In summary, treatment with the small molecule compound CR significantly increased the proportion of in situ proliferating cells in the liver of model mice and the liver-to-weight ratio of model mice, reduced the proportion of activated hepatic stellate cells in the liver of model mice, and improved the tissue structure and fatty degeneration of non-alcoholic fatty liver model mice.
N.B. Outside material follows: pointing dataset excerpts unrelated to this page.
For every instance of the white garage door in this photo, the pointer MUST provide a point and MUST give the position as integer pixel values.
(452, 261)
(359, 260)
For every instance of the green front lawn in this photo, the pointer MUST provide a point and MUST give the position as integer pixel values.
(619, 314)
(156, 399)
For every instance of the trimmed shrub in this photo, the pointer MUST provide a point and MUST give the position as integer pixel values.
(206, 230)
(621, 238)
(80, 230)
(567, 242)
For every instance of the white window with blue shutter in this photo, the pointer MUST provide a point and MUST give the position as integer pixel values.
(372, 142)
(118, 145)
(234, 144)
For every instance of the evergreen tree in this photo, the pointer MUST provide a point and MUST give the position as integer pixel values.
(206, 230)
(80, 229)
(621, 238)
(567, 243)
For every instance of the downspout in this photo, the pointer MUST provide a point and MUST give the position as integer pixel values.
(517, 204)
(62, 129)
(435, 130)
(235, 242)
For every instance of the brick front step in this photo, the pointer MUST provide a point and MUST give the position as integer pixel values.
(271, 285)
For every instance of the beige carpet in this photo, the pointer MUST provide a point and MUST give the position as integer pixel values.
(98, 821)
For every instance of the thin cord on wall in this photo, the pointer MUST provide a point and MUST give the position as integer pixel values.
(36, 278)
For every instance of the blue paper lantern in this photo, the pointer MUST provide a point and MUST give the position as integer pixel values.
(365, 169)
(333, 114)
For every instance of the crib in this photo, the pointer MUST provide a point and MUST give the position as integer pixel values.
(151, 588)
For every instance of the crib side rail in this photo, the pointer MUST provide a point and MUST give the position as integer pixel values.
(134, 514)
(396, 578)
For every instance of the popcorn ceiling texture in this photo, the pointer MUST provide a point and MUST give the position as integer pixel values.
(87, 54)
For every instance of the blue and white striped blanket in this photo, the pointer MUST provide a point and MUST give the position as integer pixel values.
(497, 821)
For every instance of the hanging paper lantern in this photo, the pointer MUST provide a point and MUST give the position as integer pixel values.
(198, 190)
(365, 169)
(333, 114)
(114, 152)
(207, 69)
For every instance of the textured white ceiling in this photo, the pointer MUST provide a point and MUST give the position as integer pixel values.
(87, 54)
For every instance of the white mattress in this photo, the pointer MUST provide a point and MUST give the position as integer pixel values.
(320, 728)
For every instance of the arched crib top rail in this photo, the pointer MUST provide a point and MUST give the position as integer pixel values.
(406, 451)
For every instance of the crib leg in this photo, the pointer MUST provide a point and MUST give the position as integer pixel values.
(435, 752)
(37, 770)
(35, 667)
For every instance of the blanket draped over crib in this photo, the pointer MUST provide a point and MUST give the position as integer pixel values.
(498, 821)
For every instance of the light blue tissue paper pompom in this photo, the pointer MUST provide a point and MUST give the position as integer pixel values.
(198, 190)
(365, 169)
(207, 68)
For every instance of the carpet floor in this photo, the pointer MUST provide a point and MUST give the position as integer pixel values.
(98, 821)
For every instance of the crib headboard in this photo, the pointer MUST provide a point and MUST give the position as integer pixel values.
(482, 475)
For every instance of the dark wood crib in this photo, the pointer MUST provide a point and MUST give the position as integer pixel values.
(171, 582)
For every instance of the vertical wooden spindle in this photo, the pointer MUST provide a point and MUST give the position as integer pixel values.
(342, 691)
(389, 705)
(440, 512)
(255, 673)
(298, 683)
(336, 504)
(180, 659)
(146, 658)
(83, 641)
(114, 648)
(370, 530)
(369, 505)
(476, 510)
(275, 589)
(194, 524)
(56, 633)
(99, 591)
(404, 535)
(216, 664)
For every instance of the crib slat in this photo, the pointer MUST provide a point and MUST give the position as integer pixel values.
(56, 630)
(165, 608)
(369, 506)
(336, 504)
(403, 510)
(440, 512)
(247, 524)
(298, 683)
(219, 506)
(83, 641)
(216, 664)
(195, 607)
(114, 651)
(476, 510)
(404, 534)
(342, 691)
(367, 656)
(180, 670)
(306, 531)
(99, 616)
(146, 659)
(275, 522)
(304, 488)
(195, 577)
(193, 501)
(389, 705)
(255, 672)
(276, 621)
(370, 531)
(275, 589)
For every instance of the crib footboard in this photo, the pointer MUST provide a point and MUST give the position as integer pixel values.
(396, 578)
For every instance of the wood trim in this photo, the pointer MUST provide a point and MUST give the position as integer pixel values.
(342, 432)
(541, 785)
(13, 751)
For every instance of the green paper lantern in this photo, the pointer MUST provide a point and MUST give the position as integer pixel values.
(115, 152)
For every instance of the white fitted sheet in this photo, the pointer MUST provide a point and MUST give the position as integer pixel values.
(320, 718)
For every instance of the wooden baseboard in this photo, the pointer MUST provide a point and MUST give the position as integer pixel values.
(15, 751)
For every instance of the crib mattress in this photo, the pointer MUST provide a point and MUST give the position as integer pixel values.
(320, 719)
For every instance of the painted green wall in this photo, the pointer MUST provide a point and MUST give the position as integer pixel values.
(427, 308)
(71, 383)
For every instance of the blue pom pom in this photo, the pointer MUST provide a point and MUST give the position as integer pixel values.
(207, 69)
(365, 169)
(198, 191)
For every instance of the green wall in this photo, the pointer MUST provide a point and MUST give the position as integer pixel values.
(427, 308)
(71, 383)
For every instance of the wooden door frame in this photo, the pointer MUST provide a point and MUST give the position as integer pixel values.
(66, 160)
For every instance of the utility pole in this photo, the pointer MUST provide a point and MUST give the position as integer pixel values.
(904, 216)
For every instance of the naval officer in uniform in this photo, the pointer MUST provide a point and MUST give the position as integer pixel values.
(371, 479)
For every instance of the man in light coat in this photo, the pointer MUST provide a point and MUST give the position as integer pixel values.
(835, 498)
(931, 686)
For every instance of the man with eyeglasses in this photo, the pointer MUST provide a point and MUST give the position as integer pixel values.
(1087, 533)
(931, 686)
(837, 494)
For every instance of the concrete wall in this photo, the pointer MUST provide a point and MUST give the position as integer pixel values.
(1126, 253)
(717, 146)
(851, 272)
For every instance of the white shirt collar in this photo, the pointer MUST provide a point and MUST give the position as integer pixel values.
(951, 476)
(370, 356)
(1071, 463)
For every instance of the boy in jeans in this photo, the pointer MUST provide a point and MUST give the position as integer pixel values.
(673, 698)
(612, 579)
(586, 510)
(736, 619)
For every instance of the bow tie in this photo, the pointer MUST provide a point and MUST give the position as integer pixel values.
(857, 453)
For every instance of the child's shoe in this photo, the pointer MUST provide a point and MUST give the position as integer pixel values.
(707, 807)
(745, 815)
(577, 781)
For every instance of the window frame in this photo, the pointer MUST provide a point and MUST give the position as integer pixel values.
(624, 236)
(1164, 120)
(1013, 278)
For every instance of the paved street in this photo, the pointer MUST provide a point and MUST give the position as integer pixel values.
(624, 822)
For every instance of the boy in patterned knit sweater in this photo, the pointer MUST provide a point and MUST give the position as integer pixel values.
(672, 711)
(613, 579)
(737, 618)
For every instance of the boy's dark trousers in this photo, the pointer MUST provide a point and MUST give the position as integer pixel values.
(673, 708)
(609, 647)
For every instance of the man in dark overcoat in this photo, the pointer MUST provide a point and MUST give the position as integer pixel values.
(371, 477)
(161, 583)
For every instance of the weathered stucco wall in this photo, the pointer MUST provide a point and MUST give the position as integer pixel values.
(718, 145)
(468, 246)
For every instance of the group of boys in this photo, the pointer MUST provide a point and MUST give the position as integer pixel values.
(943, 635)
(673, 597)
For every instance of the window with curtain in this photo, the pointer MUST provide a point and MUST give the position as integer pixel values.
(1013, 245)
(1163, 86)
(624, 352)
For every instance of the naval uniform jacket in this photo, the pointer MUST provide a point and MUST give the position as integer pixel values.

The above shows and describes the basic principles, main features and advantages of the present invention. Those skilled in the art should understand that the present invention is not limited to the above embodiments. The above embodiments and descriptions are only for explaining the principles of the present invention. The present invention may be subject to various changes and improvements without departing from the spirit and scope of the present invention. These changes and improvements fall within the scope of the present invention. The scope of protection of the present invention is defined by the attached claims and their equivalents.

Claims (5)

1. Use of a small molecule compound in the preparation of a drug for initiating in situ liver regeneration, characterized in that the small molecule compound is a TLR4 agonist, and the TLR4 agonist is selected from any one or more of CRX-527, CRX-601, CRX-547, and CRX-675. 2. Use of a small molecule compound in the preparation of a drug for liver regenerative disorder-related diseases, characterized in that the small molecule compound is a TLR4 agonist, and the TLR4 agonist is selected from any one or more of CRX-527, CRX-601, CRX-547, and CRX-675, Wherein, the disease related to liver regeneration disorder is non-alcoholic fatty liver disease. 3. The use according to claim 1 or 2, characterized in that: Wherein, the drug has the TLR4 agonist as an active ingredient. 4. The use according to claim 1, characterized in that: Wherein, the drug is a drug that promotes in situ cell proliferation in the liver or increases the liver weight ratio. 5. The use according to claim 2, characterized in that: The drug is a drug that reduces fatty degeneration of liver tissue, promotes in situ cell proliferation in the liver, increases liver weight ratio or reduces the proportion of activated hepatic stellate cells.